Fact #2: Because business terminology can be different WITHIN an organization, there will be further “translating” required when incorporating information that is gathered from the different software packages. This can be a nightmare. The gathering of information, converting it into a different format, translating it into common business terminology and then preparing it for consumption is a lengthy, expensive process – which takes us to Fact #3.

Fact #3: Consumers of the gathered information (management, analysts, etc) have to change the type of information required – one-off report requests that are continuously revised so they can change their dimensional view (like rotating the rows of a Rubik’s cube to only get one color grouped, then deciding instead of lining up red, they would really like green to be grouped first). In many cases, this will start the gathering process all over again because the original set of information is missing needed data. It also requires the attention of those that understand this information – typically a highly valued Subject Matter Expert from each silo – time-consuming and costly distractions that impact the requestor as well as the information owner’s group.

Fact#4: While large organizations can cope with this costly method in order to gather enough information to make effective and strategic business decisions, the amount of time and money is a barrier for smaller or cash strapped institutions, freezing needed data in its silo.

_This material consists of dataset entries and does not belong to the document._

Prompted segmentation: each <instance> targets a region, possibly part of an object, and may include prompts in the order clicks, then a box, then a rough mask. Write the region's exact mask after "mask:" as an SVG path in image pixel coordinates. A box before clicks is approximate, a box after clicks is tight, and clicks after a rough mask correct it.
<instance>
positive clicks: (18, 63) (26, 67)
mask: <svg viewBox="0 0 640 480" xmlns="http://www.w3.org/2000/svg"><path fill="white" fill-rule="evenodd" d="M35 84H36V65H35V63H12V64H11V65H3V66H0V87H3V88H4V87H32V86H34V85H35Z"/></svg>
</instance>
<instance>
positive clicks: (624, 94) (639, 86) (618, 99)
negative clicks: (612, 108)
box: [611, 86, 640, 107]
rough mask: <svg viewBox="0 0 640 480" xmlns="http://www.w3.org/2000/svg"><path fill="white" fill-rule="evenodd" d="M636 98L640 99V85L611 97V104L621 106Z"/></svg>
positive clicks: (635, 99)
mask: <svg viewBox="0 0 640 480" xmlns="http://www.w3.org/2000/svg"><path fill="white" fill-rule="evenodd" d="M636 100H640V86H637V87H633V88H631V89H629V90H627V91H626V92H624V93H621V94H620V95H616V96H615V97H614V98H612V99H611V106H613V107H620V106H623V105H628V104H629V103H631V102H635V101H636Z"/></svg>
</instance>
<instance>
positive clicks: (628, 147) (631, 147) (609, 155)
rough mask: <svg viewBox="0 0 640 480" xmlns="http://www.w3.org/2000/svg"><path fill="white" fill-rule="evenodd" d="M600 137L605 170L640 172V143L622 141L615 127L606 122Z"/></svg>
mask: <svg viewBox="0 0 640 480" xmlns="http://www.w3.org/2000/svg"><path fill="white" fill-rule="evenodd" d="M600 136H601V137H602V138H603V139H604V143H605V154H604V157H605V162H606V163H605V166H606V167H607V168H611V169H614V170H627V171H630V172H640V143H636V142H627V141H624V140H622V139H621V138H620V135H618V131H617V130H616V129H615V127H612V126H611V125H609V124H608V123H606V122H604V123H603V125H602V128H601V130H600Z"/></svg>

Fact #5: If information were accessible (with security and access controls, preventing unauthorized and inappropriate access), time frames for analysis improve, results are timely, strategic planning is effective and costs in time and money are significantly reduced.

Integration (with cleansing the data, aka Data Quality) should not be a foreign concept to the mid and smaller organizations. Price has been the overriding factor that prevents these tiers from leveraging enterprise information. A “glass ceiling”, solely based on being limited from technology because of price tag, bars the consideration of EIM. This is the fault of technology vendors. Business Intelligence, Performance Management and Data Integration providers have unknowingly created class warfare between the Large and SMB healthcare organizations. Data Integration is the biggest culprit in this situation. The cost of integration in the typical BI deployment is usually four times the cost of the BI portion. It is easy for the BI providers to tantalize their prospects with functionality and reasonable cost. But, when integration comes into play, reluctance on price introduces itself into the scenario. No action has become the norm at this point.